Donated to most projects we find useful, and also tried a few Blender paid plugins.

The other problem is people Cowing anyone that may not agree with their personal opinions how projects should mature. QED: Our karma scores... lol =3

These plugins made Blender usable for a few projects, and I have personally found value in supporting for asset creation:

https://tinynocky.gumroad.com/l/tinyeye

https://sanctus.gumroad.com/l/SLibrary

https://polyhaven.com/plugins/blender

https://artell.gumroad.com/l/auto-rig-pro

https://fbra.gumroad.com/l/Faceit (for Unreal face mocap app with iPhone Pro Lidar)

> Assuming genAI won't deliver and make that world disappear entirely, ofc.

Even if genAI were to kill the cinema/animation back-end industry, I still think 3D software would be needed to continue videogame development, and godot is far behind in modelling/animation capabilities compared to blender.

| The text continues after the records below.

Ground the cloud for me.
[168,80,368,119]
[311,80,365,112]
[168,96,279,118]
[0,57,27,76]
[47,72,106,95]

Hopefully they can latch on this in the long term if it happens that AI keeps eating artists lunch.

My daughter did the Blender donut tutorial and put her 3d animation into the year end art show when she was 10. Having a great community and resources behind the project makes if very easy for students to pick up.
> *: Assuming genAI won't deliver and make that world disappear entirely, ofc.

The current state of things leaves a lot to be desired. I have yet to see a model, or technique that actually tackles real 3D content creation problems, aside from animation of course.

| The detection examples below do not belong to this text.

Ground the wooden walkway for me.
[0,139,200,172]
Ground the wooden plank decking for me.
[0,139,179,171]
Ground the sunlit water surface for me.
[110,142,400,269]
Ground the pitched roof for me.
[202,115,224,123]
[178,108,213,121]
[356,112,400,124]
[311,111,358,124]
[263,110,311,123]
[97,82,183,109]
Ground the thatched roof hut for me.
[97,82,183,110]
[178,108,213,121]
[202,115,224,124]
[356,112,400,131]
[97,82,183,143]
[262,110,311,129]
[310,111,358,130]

Most solutions are trying to solve things completely orthogonal to what you really need in the real world. They produce bad meshes, if meshes at all, have bad topology or inconsistent point sampling, and are extremely prone to parroting their training data.

It's kind of incredible how far we have come but seriously, to understand a problem space you need to try to use the existing tools. Only then, do new, and useful ideas pop up that solve real issues. But man, nobody in the space seems to have a clue.

Believe me, 3D modelling software is REALLY good at what it does, it is really hard to try and dethrone human and machine working together in these really well thought out pieces of software.